MLB players may see larger bonuses in
contracts before Jan. 1, with the election
of Barack Obama.
With the election of Senator Barack Obama as the nation’s 44th president, those that play professional sports and the agents who represent may look to adjust contract structures before Obama takes office in January.
One of the president-elect’s main campaign promises deals with an increase in taxes for those making more than $250,000 a year, from 35 percent to 39.6 percent as it was during the Clinton administration.
This year, the MLB league minimum salary was $380,000. In 2009, that figure jumps to $400,000.
To help players get around the taxman, agents are considering the use of bonuses to get money in the hands of players before the possible change comes about under the Obama administration. As reported by Ronald Blum of The AP:
“It’s something we’ll consider,” agent Craig Landis said Tuesday at the general managers’ meetings. “Besides the federal issue, we have a state issue in some cases, anyway, where it’s advantageous to take signing bonuses because of the state income tax. A Florida resident can take the signing bonus and not have to pay his team’s state tax.”
In other news from the first full day of the GM meetings in Dana Point, CA, as reported by The AP:
Listing some of the Wall Street firms that have fallen, baseball commissioner Bud Selig warned GMs in a video conference about the national economy, mentioning that Bear Stearns, Lehman Brothers and Merrill Lynch have all collapsed or been take over in the past year.

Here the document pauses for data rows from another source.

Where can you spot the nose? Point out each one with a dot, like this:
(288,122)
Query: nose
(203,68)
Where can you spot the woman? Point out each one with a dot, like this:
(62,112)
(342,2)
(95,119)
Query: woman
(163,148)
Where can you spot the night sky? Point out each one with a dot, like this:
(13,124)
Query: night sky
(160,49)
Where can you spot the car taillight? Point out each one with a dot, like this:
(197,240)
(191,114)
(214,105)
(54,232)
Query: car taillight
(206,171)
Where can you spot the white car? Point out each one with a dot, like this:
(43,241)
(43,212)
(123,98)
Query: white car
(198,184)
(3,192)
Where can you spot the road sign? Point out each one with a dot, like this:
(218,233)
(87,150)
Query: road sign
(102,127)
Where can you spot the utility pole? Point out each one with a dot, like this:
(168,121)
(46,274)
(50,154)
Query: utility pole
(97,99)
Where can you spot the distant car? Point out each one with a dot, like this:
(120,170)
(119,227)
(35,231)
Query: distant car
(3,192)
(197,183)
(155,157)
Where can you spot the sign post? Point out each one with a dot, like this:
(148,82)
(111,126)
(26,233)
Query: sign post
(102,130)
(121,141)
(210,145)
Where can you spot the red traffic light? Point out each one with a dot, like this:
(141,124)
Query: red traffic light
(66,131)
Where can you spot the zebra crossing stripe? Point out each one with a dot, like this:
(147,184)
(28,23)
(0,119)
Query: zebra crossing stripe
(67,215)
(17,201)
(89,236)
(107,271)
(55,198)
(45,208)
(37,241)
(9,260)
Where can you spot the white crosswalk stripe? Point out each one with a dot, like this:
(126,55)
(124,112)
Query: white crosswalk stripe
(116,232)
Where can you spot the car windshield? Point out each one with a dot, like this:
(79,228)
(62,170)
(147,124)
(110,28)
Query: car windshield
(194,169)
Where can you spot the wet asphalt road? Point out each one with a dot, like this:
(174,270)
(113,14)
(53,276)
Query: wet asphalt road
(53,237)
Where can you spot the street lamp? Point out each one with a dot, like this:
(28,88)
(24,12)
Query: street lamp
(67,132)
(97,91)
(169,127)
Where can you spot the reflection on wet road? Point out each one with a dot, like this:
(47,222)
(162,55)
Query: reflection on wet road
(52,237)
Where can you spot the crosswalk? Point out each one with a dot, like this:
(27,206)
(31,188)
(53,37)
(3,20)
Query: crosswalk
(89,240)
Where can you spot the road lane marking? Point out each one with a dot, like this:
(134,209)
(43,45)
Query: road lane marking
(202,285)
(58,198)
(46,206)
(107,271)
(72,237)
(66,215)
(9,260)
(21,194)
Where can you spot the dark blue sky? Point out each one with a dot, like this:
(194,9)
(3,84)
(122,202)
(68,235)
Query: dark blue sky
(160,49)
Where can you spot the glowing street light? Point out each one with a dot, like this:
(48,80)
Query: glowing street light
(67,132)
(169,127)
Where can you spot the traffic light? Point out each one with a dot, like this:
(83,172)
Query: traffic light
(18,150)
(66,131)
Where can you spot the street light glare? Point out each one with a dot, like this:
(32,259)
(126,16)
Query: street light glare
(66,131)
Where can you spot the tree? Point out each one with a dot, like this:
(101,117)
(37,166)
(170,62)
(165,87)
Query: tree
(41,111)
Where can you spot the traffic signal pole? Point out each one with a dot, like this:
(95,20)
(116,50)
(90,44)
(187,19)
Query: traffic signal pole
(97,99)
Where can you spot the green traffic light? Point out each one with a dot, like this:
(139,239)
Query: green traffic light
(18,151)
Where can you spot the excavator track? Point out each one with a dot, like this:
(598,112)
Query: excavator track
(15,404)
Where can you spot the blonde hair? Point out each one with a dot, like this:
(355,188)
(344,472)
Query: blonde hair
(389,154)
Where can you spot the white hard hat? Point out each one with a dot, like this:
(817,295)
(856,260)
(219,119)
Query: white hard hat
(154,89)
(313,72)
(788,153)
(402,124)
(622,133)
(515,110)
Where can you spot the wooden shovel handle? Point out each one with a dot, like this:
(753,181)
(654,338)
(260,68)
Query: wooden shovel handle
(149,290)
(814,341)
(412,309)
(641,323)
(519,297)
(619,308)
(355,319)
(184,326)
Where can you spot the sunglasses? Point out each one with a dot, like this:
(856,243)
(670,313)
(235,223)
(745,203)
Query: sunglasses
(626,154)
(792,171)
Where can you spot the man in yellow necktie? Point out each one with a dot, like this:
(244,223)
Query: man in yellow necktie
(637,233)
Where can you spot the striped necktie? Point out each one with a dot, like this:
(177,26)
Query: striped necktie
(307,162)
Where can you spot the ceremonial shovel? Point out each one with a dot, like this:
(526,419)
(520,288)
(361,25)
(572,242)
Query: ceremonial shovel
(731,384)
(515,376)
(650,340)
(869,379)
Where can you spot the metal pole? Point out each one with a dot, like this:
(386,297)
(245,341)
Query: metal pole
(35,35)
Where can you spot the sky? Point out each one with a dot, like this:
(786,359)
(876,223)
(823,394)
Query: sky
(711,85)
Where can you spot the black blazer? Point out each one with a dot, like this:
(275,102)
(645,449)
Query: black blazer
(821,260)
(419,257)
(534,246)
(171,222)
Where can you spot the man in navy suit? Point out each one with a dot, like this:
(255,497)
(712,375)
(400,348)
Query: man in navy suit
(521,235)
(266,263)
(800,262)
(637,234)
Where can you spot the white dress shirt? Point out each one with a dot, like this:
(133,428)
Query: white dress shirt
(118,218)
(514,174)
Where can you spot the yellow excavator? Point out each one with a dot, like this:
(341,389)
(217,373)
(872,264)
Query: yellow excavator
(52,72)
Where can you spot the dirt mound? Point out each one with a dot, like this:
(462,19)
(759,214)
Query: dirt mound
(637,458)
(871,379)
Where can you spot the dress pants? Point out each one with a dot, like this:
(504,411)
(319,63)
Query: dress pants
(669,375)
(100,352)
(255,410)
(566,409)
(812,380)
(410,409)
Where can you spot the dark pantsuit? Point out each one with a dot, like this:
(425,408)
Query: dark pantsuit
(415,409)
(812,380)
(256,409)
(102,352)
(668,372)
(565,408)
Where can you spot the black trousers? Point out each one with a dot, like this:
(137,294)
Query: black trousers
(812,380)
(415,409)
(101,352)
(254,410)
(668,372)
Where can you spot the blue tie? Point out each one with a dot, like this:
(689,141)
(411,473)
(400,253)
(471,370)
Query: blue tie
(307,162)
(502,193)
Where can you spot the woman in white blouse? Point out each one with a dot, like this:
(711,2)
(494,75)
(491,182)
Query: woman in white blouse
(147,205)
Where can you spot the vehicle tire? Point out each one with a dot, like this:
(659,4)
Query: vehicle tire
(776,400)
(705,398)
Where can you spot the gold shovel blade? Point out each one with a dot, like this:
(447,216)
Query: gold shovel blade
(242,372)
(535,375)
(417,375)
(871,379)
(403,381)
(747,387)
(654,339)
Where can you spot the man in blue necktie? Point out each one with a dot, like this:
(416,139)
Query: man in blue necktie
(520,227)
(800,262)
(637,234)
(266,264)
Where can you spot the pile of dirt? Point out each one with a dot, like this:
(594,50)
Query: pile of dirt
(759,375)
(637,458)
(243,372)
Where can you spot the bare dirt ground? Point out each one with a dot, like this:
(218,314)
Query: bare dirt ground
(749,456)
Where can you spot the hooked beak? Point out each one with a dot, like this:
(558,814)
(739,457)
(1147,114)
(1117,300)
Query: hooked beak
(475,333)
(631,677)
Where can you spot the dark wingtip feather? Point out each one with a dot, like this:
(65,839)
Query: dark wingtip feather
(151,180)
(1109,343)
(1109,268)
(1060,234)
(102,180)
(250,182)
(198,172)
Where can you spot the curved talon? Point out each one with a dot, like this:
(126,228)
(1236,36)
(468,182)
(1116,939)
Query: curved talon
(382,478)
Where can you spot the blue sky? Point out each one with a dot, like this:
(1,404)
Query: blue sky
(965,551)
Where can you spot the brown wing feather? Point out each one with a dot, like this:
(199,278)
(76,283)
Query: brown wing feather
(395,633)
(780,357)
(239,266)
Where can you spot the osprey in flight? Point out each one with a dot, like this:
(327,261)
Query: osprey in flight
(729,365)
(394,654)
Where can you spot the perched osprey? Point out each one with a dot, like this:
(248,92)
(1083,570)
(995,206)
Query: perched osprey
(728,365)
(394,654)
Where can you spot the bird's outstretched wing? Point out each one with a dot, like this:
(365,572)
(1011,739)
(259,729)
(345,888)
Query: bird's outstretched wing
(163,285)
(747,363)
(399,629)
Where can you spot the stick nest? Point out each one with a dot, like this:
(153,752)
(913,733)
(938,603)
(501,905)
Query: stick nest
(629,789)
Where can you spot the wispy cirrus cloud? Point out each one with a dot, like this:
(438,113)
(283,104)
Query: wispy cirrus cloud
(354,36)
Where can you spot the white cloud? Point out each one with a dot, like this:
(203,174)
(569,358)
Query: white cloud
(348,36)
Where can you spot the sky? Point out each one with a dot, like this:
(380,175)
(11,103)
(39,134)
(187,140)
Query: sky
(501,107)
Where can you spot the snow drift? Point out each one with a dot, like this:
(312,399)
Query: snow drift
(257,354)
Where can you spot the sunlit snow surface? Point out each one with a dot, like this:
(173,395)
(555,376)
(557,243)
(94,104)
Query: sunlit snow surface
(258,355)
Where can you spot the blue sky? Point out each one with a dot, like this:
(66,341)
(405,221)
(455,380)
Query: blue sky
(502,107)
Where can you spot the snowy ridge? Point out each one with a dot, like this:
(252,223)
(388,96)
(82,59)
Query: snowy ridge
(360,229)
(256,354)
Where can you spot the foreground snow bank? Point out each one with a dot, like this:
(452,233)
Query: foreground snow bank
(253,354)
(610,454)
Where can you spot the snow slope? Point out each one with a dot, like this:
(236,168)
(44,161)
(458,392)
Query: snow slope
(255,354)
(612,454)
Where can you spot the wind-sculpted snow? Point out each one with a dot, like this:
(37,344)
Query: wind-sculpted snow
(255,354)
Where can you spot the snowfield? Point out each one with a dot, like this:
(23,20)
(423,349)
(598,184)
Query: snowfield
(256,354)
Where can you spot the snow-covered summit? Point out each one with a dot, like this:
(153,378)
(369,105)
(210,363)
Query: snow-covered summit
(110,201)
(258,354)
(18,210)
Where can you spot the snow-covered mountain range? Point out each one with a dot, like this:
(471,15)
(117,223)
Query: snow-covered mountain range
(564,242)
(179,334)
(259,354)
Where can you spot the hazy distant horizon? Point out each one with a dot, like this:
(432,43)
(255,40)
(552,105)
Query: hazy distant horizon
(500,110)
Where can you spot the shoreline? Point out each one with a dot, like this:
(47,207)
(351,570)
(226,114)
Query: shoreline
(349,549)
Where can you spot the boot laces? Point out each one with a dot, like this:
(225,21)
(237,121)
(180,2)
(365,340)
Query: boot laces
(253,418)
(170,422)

“We’re living in a tumultuous economic period,” Selig said later in a telephone interview with The Associated Press. “Many economists believe that we’re going to have significant problems. Maybe this could turn out to be the most difficult period since the Great Depression. I view these coming months with trepidation.”
Between the possible tax changes and the focus on the economy, contract negotiations will be anything but normal this off-season. With their new stadiums opening next season, the Mets and the Yankees may not feel the effects of the downturn in the economy, but others certainly will. It may take far longer to reach contract negotiations to be completed than in recent years.